Delicious tomatoes, Amardeep. Thanks for saving me $10 and 2 hours of my life :)

1:09 PM  
Anonymous brimful said...

I think you should do this every week with one movie, Amardeep, because it's hilarious! And, as DesiDancer pointed out, it's also a cost-savings for us readers. ;)

2:26 PM  
Anonymous Suvir said...

I felt the same after watching Scarlett Johansson in Lost In Translation. She then did Girl with a Pearl Earring and it was deja vu all over again.

But her quiet beauty and melancholy (with the implied gravitas) carried her through both roles IMO.

2:55 PM  
Blogger Puneet said...

thank you so much for this! agree with DesiDancer and brimful..the laugh, saved some money and time not spent on this movie, compared to how some people spend 3-4 hours watching really crappy indian movies.

Havent watched the movie but the trailer almost put me to sleep with its pace!!

1:29 AM  
Anonymous Anonymous said...

I think the movie was great.
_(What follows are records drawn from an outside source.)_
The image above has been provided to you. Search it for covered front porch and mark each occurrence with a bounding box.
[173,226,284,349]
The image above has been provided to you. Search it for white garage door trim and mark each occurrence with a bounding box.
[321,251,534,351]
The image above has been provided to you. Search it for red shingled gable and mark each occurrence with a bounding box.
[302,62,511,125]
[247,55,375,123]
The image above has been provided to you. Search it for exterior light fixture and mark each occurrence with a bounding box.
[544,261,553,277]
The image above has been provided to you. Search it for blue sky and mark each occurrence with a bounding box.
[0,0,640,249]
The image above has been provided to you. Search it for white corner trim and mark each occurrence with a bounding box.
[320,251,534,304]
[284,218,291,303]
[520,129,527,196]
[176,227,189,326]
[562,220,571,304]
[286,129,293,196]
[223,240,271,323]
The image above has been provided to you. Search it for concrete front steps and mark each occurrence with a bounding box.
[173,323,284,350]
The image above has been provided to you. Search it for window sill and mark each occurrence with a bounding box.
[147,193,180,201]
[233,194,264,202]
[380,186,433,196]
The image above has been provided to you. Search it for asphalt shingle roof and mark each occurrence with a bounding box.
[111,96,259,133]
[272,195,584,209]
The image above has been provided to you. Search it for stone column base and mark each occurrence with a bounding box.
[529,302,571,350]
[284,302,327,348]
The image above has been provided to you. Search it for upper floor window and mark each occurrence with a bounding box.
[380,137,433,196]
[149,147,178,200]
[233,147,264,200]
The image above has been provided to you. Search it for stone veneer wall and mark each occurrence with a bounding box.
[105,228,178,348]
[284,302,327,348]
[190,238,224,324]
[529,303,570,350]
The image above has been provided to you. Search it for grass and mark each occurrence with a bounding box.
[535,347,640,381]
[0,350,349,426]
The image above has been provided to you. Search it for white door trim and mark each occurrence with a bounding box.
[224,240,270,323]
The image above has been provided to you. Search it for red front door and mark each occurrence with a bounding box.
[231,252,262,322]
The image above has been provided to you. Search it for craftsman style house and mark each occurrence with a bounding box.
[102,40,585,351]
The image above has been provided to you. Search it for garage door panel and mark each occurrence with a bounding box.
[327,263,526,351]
Jim Jarmusch style is still here, the camera use has changed since his first movies, and the new use of camera and cutting gives a more fluid narrative technique in the film, but still it holds a recognisable Jarmusch style. The fact that some people complain about the lack of plot throughout the whole movie is absurd to me. Why does a film have to be packed with action to be a god film? Is the life packed with plot highlights? Than why should the movie be different? (As Jim Jarmusch sad it himself) It’s just a question of taste, and maybe even more habit. If the Hollywood movies are preferred, than this is definitely not the movie for you, and I don’t think it was meant to be. I still think Jarmusch is a great auteur. Bottom of line, if you like Hollywood movies, where every aspect of the movie is explained so much, so the audience has no room for thinking for themselves, than you won’t like the movie. If you on the other hand like the space created for interpreting both the style, narrative, and technique used in the film, than Broken Flowers is definitely a “must see”.

1:54 PM  
Anonymous Cuban Cigars said...

To be honest I loved Broken Flowers. Bill Murray is a fantastic dry actor. This movie is under estimated. Thanks, David

6:02 AM  
Anonymous Anonymous said...

Hey i thought this film was great, bill murray is top talent. thought the meanings of the reviews was hilarious.